# D.O.A. PT-7, anyone use them?



## tailchaser16 (Sep 23, 2008)

Anyone use the PT-7 from D.O.A.? Wondering if it works.

https://www.doalures.com/category-s/1999.htm


----------



## Smackdaddy53 (Dec 31, 2012)

Looks like a turd but my buddy loves them for drawing reds from floating grass areas. I can’t bring myself to buy any.


----------



## bryson (Jun 22, 2015)

I guess they are going for a soft, weedless topwater type thing? I might could dig it if it actually works like a topwater...


----------



## windblows (May 21, 2014)

They're worth having around for certain situations. I like them if it's high tide (I'm in NEFL) and calm. If you throw them on a windy day with a bunch of chop, they are silent and won't get the attention that a louder hard plastic bait will. They move through spartina marsh grass fairly well.


----------



## Zika (Aug 6, 2015)

Definitely work. Great for heavy cover. Have good walking action and cast a mile. Takes a little practice to get solid hook-sets but I carry a handful in my bag and will be tying them more once scallop season gets going and the floating grass becomes a pain.


----------



## Zika (Aug 6, 2015)

In DOA vernacular, the PT is short for poodle turd.


----------



## tailchaser16 (Sep 23, 2008)

Thinking of getting some to skip under docks.


----------



## Backcountry 16 (Mar 15, 2016)

I have thrown one on at least 4 trips gave it an hour each time skunked every time. It cast's a mile and bounces under docks and mangroves pretty easy. I am going to give it a few more tries then junk it if I don't have any luck.


----------



## krash (Jan 9, 2007)

Good for skipping into /under things like docks and throwing up into and under hanging mangroves, they do walk. Getting a hookup is like using a frog, don;t react on the hit, wait a second or so till you feel the fish swim away and then set the hook.
They don;t work so well on fast slasher like Cudas, but it is fun to see the lure fly out of the water. The plastic does get slashed and ripped up.

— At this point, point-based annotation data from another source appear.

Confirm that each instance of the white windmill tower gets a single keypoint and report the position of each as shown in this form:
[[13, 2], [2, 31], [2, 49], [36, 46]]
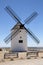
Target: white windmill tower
[[18, 35]]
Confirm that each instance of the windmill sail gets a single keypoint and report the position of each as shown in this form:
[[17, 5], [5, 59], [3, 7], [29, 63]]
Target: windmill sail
[[12, 14], [16, 18], [30, 18]]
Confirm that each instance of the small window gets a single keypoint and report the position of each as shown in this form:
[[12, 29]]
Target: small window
[[20, 41]]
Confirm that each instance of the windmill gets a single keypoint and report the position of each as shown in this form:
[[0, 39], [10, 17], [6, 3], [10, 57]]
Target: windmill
[[18, 35]]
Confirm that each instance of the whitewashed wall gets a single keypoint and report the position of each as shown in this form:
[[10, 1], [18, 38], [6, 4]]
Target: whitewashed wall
[[15, 45]]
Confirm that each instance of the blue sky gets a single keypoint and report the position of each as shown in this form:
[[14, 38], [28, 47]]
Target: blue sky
[[23, 8]]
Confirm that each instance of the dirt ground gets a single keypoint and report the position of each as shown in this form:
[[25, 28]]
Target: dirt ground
[[23, 62]]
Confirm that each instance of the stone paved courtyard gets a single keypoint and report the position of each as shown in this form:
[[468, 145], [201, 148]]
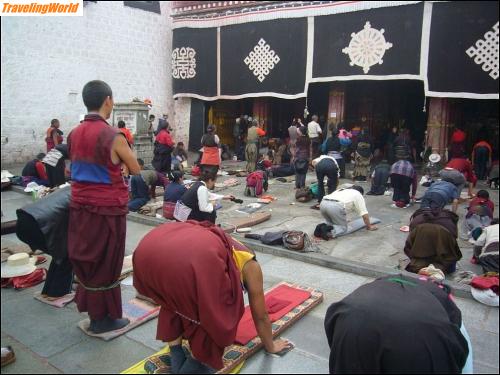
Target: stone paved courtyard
[[47, 340]]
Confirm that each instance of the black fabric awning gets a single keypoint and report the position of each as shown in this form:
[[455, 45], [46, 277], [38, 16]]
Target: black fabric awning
[[194, 62], [376, 42], [266, 58], [452, 47], [463, 49]]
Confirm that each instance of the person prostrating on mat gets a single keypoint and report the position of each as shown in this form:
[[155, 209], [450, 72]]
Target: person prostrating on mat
[[199, 284], [335, 206], [197, 198]]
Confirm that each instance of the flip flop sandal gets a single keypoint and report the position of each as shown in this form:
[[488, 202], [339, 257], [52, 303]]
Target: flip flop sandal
[[281, 353]]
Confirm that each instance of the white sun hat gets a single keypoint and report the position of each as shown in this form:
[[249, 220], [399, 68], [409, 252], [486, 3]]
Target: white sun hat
[[485, 296], [18, 265], [435, 158]]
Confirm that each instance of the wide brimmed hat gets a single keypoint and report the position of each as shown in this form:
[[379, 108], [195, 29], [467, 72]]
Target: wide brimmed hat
[[6, 176], [18, 265], [435, 158]]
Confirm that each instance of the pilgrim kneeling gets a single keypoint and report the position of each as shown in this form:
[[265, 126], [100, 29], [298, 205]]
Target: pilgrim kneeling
[[199, 285]]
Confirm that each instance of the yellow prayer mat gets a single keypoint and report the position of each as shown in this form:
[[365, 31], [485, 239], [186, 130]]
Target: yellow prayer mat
[[138, 368], [235, 355]]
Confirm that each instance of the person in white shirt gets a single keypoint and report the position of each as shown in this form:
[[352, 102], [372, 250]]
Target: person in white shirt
[[314, 131], [335, 206], [486, 248], [197, 198], [326, 166]]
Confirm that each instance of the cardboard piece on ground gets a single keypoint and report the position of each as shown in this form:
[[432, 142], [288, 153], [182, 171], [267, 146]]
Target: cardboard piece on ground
[[137, 311], [9, 250], [358, 224], [234, 355], [59, 302], [144, 298], [248, 221]]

I added a trailing hook, takes away some action but gets the pesty Cuda's.


----------



## f86sabjf (Nov 21, 2017)

Use them for bass in really clogged lakes. Gets me access and a further cast than most frogs


----------



## G_straus822 (Feb 18, 2016)

I think salt strong did a product review on them.


----------



## Smackdaddy53 (Dec 31, 2012)

G_straus822 said:


> I think salt strong did a product review on them.


Salt Strong


----------



## EdK13 (Oct 3, 2013)

I use the turds in grass, they kick a.... with a pro cure dollop.


----------



## EdK13 (Oct 3, 2013)

Smackdaddy53 said:


> Salt Strong


Simonds says as Simonds does. Trout strong. With recon...


----------



## G_straus822 (Feb 18, 2016)

Smackdaddy53 said:


> Salt Strong


 Just saying


----------